How to configure Kafka input for real-time synchronization in DataWorks - DataWorks

You can use Kafka as a source for single-table real-time synchronization to capture data from a message queue in real time and write the data to a destination. This topic describes how to configure the Kafka input component.

Scope

Supports Alibaba Cloud Kafka and self-managed Kafka versions from 0.10.2 to 2.2.x, inclusive.
Kafka versions earlier than 0.10.2 do not support retrieving partition data offsets, and their data structure may not support timestamps. As a result, latency statistics for sync tasks may be incorrect, and you may be unable to correctly reset the consumer offset.

For more information, see Configure a Kafka data source.

Procedure

Go to the DataStudio page.
Log on to the DataWorks console. In the top navigation bar, select the desired region. In the left-side navigation pane, choose Data Development and O&M > Data Development. On the page that appears, select the desired workspace from the drop-down list and click Go to Data Development.
In the Scheduled Workflow pane of the DataStudio page, move the pointer over the icon and choose Create Node > Data Integration > Real-time Synchronization.
Alternatively, find the desired workflow in the Scheduled Workflow pane, right-click the workflow name, and then choose Create Node > Data Integration > Real-time Synchronization.
In the Create Node dialog box, set the Sync Method parameter to End-to-end ETL and configure the Name and Path parameters.
Click Confirm.
On the configuration page of the real-time sync node, click Input > Kafka and drag it to the editing panel.

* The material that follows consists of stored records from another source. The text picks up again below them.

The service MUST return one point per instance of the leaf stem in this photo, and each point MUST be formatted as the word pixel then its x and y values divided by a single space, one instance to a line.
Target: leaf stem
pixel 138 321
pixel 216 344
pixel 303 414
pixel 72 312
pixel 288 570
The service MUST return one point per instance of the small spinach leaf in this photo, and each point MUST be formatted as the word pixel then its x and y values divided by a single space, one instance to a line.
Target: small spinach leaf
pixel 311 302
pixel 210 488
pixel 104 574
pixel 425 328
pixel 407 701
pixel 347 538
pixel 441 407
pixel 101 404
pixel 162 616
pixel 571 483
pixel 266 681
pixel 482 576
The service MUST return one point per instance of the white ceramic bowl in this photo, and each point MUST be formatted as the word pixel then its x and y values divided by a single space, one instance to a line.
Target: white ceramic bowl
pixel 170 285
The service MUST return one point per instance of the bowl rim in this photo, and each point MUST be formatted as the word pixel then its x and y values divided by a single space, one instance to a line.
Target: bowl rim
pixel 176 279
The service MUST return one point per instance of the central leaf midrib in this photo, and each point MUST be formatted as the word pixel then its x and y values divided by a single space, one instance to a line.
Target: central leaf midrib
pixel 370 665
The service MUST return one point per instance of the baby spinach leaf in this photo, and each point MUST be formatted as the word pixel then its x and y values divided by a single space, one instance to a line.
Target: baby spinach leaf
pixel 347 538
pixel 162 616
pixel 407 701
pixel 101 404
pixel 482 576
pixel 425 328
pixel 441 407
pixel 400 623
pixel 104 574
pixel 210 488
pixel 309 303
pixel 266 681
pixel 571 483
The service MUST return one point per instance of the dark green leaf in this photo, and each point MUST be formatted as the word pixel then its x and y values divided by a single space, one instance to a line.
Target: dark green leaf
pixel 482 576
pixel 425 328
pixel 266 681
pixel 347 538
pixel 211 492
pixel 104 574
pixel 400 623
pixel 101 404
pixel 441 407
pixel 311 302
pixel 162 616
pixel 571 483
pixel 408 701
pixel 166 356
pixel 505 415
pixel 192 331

Click the Kafka node. In the Node Configuration dialog box, configure the parameters.

Parameter	Description
Data Source	Select a configured Kafka data source. Only Kafka data sources are supported. If no data source is available, click New Data Source on the right to go to the Workspace Management > Data Source page and create one. For more information, see Configure a Kafka data source.
Topic	The name of the Kafka topic. Topics are categories that Kafka uses to organize message feeds. Each message published to a Kafka cluster belongs to a topic. A topic is a collection of a group of messages. Note A Kafka input supports only one topic.
Key Type	The type of the key in the Kafka message. This value determines the key.deserializer configuration when you initialize a KafkaConsumer. Valid values: STRING, BYTEARRAY, DOUBLE, FLOAT, INTEGER, LONG, and SHORT.
Value Type	The type of the value in the Kafka message. This value determines the value.deserializer configuration when you initialize a KafkaConsumer. Valid values: STRING, BYTEARRAY, DOUBLE, FLOAT, INTEGER, LONG, and SHORT.
Output Mode	The method used to parse Kafka records. Single-row output: Parses a Kafka record as an unstructured string or a JSON object. One Kafka record is parsed into one output record. Multi-row output: Parses a Kafka record as a JSON array. Each array element is parsed into one output record. Therefore, one Kafka record can be parsed into multiple output records. Note This configuration item is supported only in some regions. If you do not see this item, wait for the feature to be released in your region.
Path Of Array	When Output mode is set to Multi-row output, specify the path of the JSON array in the Kafka record value. The path supports referencing a field in a specific JSON object in the `a.a1` format or a field in a specific JSON array in the `a[0].a1` format. If you leave this configuration item empty, the entire Kafka record value is parsed as a JSON array. Note that the target JSON array to be parsed must be an object array, such as `[{"a":"hello"},{"b":"world"}]`, not a numeric or string array, such as `["a","b"]`.
Configuration Parameters	When you create a Kafka data consumption client (KafkaConsumer), you can configure `kafkaConfig` extension parameters for fine-grained control over its data reading behavior. For a complete list of parameters supported by different Kafka cluster versions, see the official Kafka documentation for your version. Common parameter examples: `bootstrap.servers` `auto.commit.interval.ms` `session.timeout.ms` `group.id` Default behavior By default, a real-time sync task sets a randomly generated string as the `group.id` for the KafkaConsumer. Manual configuration You can manually specify a fixed `group.id`. This lets you monitor or observe the consumer offset of the sync task in the Kafka cluster using the specified consumer group.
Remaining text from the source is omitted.